I see no reason under this reading why Idaho, for example, would be able 
to ban "Playboy." Their "community standards" might be offended by 
"Playboy," but then this is just as good a reason to ban Jews. What's 
the difference? Either the U.S. Constitution applies in Idaho and 
everywhere else, or it doesn't.

We talk a lot here about the Constitution. Strange for two reasons: 
first, this is an international list, second, many of us are not exactly 
supporters of government in general.

However, practically speaking, history is showing us that only a "robust 
kernel," to use some computer science notions, can stop the predations 
of the state. Or slow them down. In the legal arena, that is. If 
technology or custom push into new regimes, the law may be bypassed or 
forced to change.

Countries without a hammered-out series of ironclad (to mix some 
metaphors) constitutional prohibitions  on what government can do find 
themselves with laws like Britain's "R.I.P." laws, or bans on crypto 
like in South Africa ("No RSA in RSA!"), Russia, France, etc.

Without the extremely strong language of "Congress shall make no 
law....," the U.S. would have had zillions of laws passed by do-gooders 
and well-meaning Congresscritters.

(We have it with commercial speech, because the courts went off the 
track and bought your theory that the First is about "political" speech, 
not "commercial" speech. That, and overbroad interpretations of the 
Commerce Clause. I've written too much about this issue already.)

Enough for now.

One last item:

>> Nor is "self labelling" acceptable under the First. My words are my
>> words, my pages are my pages. I don't have to "rate" them for how a
>> Muslim might feel about them, or how Donna Rice might react, or whether
>> I included material "offensive" to Creationists.
>
> Agreed.
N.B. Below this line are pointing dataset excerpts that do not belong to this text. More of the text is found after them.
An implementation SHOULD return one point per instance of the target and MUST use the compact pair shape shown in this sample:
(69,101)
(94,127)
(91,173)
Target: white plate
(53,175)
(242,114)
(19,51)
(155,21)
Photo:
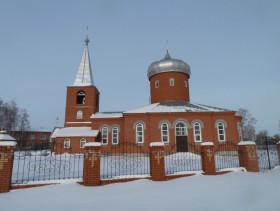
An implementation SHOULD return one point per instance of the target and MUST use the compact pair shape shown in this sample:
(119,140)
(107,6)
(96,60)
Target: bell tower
(82,99)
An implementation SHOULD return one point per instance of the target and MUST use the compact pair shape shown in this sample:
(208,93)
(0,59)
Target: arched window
(81,97)
(221,131)
(83,141)
(139,133)
(79,115)
(115,135)
(104,134)
(67,143)
(157,84)
(197,132)
(164,133)
(171,81)
(240,132)
(181,129)
(186,84)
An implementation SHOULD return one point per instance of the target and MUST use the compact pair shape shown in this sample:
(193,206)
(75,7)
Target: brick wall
(6,167)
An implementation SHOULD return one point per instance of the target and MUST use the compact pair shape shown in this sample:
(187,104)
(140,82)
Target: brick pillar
(157,166)
(278,150)
(247,152)
(6,165)
(208,158)
(92,164)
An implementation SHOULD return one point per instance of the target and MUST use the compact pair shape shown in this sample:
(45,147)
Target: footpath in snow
(237,191)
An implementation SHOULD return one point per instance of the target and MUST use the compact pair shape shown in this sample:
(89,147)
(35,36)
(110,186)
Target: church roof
(176,106)
(74,132)
(168,64)
(5,137)
(84,74)
(100,115)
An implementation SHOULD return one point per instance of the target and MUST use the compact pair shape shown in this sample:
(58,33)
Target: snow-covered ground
(237,191)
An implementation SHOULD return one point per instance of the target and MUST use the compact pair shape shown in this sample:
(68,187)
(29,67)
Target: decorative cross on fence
(209,154)
(158,155)
(251,152)
(92,156)
(3,160)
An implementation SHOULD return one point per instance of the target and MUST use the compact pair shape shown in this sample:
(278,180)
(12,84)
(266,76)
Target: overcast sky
(232,47)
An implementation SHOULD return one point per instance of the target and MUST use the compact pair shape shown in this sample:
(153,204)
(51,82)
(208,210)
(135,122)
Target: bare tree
(12,118)
(8,115)
(247,124)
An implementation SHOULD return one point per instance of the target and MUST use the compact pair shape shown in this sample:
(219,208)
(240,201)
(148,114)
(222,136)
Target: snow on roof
(208,143)
(5,137)
(8,143)
(74,132)
(92,144)
(176,106)
(100,115)
(247,143)
(156,144)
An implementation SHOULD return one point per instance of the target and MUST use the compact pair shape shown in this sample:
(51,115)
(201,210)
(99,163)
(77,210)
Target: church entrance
(181,137)
(182,143)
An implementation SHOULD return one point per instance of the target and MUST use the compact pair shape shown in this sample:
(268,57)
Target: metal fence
(267,153)
(226,156)
(182,162)
(125,160)
(40,163)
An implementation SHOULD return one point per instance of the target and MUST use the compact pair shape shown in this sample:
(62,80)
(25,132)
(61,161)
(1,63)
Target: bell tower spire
(84,74)
(82,98)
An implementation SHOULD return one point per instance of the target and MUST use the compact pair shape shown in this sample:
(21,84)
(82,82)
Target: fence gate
(182,162)
(267,153)
(125,160)
(39,163)
(226,156)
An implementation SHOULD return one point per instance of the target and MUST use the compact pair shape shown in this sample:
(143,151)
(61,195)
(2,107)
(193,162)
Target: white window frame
(221,131)
(115,135)
(67,143)
(185,83)
(83,141)
(197,132)
(79,114)
(139,133)
(157,84)
(181,131)
(104,135)
(164,133)
(43,137)
(171,82)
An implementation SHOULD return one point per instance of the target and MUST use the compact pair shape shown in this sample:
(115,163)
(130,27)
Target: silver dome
(167,64)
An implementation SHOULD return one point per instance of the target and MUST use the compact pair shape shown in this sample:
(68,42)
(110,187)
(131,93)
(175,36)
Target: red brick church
(170,117)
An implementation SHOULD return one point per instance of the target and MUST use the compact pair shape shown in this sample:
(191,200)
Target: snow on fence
(126,160)
(267,153)
(226,156)
(40,165)
(182,162)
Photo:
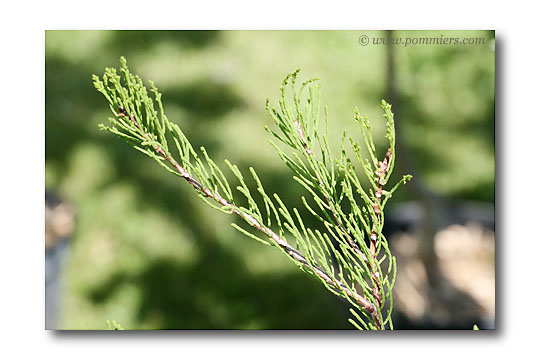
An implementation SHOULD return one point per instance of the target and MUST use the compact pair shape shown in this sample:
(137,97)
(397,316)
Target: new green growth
(347,252)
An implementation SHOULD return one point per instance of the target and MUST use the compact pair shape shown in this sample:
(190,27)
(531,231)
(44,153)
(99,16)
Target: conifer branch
(338,256)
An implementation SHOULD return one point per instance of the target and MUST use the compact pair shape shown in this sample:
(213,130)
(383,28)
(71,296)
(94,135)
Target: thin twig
(352,243)
(295,254)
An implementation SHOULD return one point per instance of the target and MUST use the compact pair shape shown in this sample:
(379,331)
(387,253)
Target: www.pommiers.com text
(408,41)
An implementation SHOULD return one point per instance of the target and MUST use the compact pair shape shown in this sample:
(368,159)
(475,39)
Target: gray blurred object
(59,225)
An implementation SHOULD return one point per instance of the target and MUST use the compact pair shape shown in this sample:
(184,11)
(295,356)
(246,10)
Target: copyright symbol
(363,40)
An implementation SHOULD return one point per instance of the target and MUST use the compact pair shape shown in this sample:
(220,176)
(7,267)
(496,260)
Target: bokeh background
(127,241)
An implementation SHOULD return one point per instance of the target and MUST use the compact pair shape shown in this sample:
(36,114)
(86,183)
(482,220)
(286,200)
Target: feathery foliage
(348,252)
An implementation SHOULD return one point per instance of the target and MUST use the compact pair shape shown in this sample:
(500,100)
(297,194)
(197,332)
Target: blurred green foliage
(147,252)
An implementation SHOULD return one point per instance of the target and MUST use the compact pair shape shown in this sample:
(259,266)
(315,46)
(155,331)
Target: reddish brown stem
(295,254)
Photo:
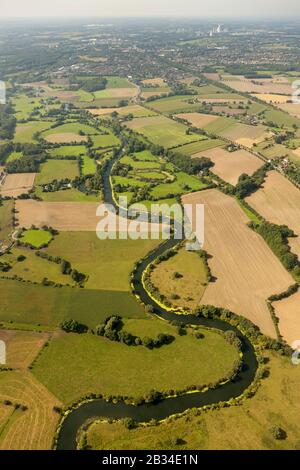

But I do think self-labelling is a nice gesture, and may even 
> afford
> one a direct means of targeting a site specifically for the kind of 
> people
> most vocal about banning online speech.

Fuck that noise.

None of the proposals for "voluntary self-labelling" are actually about 
any kind of voluntarism except in the Orwellian meaning of the term.

And self-labelling is a foolish idea. No one is "tricked" into learning 
that "Tropic of Cancer" has sexual content....Miller did not need to 
plaster a warning label across his novel's cover.

As we discussed several years ago when the CDA was being debated, there 
are profound problems with self-labelling. Some people will self-label 
"incorrectly" for various reasons. Much debated several years ago.